Authorities Having Jurisdiction (AHJs) or Fire Marshalls typically require the installation of an ERCES (Emergency Responder Communication Enhancement System) before they  issue a Certificate of Occupancy (CO). So building owners want the systems installed properly as fast as possible. Unfortunately, slow installs – with some taking months –are common. This might be related to the technology or late-stage delays when coverage levels don’t meet code after tdeployment.

Recent innovations in ERCES public safety equipment address these issues.


ERCES System Innovations

Intelligent, automated setting of the uplink transmit power, and calculation and setting of isolation and downlink gain are now available in ERCES public safety solutions such as SHIELD EXTEND. This eliminates the time it takes for manual calculations and reduces the potential for human error.

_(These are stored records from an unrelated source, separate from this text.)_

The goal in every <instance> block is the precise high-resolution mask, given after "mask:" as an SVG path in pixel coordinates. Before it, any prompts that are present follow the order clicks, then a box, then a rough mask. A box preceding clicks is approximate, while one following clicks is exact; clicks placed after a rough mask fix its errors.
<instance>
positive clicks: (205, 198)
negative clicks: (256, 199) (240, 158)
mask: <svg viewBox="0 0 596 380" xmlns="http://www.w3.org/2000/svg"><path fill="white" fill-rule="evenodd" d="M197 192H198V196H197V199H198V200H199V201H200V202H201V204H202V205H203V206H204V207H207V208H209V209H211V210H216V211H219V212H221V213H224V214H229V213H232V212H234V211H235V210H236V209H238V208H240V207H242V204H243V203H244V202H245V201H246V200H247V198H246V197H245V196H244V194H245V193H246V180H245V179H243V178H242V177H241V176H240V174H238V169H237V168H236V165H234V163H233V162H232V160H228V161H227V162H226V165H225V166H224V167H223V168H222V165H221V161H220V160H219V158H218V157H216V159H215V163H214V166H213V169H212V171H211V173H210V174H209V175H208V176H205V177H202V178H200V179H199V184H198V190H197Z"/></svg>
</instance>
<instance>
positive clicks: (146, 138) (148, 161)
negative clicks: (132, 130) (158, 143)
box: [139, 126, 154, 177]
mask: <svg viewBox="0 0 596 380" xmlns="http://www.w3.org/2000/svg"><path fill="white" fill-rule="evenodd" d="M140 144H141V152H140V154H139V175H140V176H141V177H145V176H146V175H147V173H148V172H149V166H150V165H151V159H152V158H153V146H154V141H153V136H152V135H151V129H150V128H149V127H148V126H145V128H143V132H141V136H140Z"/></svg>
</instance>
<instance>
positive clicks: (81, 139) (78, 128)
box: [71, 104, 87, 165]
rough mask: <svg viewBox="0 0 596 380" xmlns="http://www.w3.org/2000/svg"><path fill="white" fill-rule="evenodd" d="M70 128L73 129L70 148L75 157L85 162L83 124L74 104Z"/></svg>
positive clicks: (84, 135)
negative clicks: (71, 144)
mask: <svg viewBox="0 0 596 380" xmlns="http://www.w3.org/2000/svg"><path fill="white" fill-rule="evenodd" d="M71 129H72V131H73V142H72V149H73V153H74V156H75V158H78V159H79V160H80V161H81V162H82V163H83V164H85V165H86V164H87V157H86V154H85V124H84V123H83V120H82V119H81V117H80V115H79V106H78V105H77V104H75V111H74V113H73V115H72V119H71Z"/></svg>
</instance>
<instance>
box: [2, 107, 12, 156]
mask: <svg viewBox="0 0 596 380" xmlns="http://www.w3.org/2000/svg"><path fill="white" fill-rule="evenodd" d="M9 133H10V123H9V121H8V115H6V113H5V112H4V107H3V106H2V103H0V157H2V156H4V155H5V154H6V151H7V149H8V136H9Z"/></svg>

Fast microprocessors in modern ERCES public safety systems are improve performance. There is less than the 1.2 microseconds between frames that LMR radios use to transmit. This makes response instantaneous. One radio keys up and sends a signal, while the second radio keys up and sends a signal nearly simultaneously. Both radios transmit with the correct amount of attenuation or gain automatically reaching the high site with the correct power. This guarantees that the communication channel will be available when needed.

Grid test functionality that generates a full signal report impacts can speed up the time it takes to obtain a Certificate of Occupancy (CoO). This data has traditionally only been available to  integrators with expensive equipment, or when the AHJ does a walk-through test. If the system doesn’t pass the walk-through test, the AHJ will have to return for a retest. This can delay the CoO and add cost. With built-in grid test functionality, integrators can ensure the system is performing to code before the live walk-through test.

Built-in end-to-end remote monitoring and management is another essential feature of leading ERCES public safety systems. This supports customized real-time monitoring of the high site-to-server antenna. It sends notifications to help ensure the system is operating properly – without a truck roll.

To better advise building owners of the best solutions, System Integrators should be aware of innovative ERCES Public Safety systems.